The door, shut behind me with force from the draft of the windy, early May air breezing in from the open window in to my mother’s lonely, sterile room led me out. To what seemed to be the longest corridor of the hospital, one that was to take me out of that ice cold building into the train station, on the first leg of my overseas trip. With Alaz, my husband, a man whom I barely knew, whom I had married after being introduced to him by one of his colleagues a mere handful of months ago. Having since known him in a highly restricted man and woman exchange.
The sound of the door. A recurring reminder of profound sadness but also confusion. If only I had known that evening was going to be the last time for me to hear my mother’s voice, smell her, hug her, caress her rapidly disappearing hair, touch her still amazingly beautiful face, kiss her, take in the undecipherable look of those remarkably beautiful dark green eyes that always knew how to find my soul. With my mother being able to respond to my embrace in full consciousness one last time, that is. Her hand in mine and her inquisitive eyes on my face and demeanor, seeking an answer for the level of my happiness in my few days-old marriage.
Against the orders of her surgeons, my mother made sure to make her appearance in the cocktail salon where the so-called happy celebration happened. I preferred not to recall any details of that night, or any other nights following it, with her or with anyone else. Yet, I pretended to be happy. Especially, whenever with my mother, during the time slots the hospital allowed me the short visits: I would put on my happiest possible facial expressions. My preference was to stay behind as the fiance, until after Alaz settled in the States to make sure it was there he would want to pursue his doctorate degree. He could always come back for us to get married – was how I tried at different times to convince my mother. She just wouldn’t listen. Avranos had still been living in the flat right across from ours. As with my mother, it was common knowledge in our closest vicinities how much in love the two of us were, regardless of how final our separation had been.
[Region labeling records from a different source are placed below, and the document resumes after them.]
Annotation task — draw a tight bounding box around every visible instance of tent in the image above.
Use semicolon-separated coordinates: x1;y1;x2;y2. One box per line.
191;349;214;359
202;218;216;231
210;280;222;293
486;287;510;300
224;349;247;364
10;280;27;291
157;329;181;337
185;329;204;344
“You are not a man, if you leave your fiancé behind,” is how my mother had confronted Alaz, as he told me the year she died. Only then, did he reveal to me how she convinced him to go against my wish and decision in order to make sure the wedding took place before anyone would leave for the States. It was that day when I discovered the other reason, or better yet, the reason, behind my mother’s insistence for me to marry and leave at once to begin my own life far away from my unachievable love’s home. Her prognosis had in reality been far worse than she pretended to be the case. Worse than anyone in my family pretended to me to be the case. Before my wedding date, specialists had known she would have less than a year to live – barely a month before her first surgery.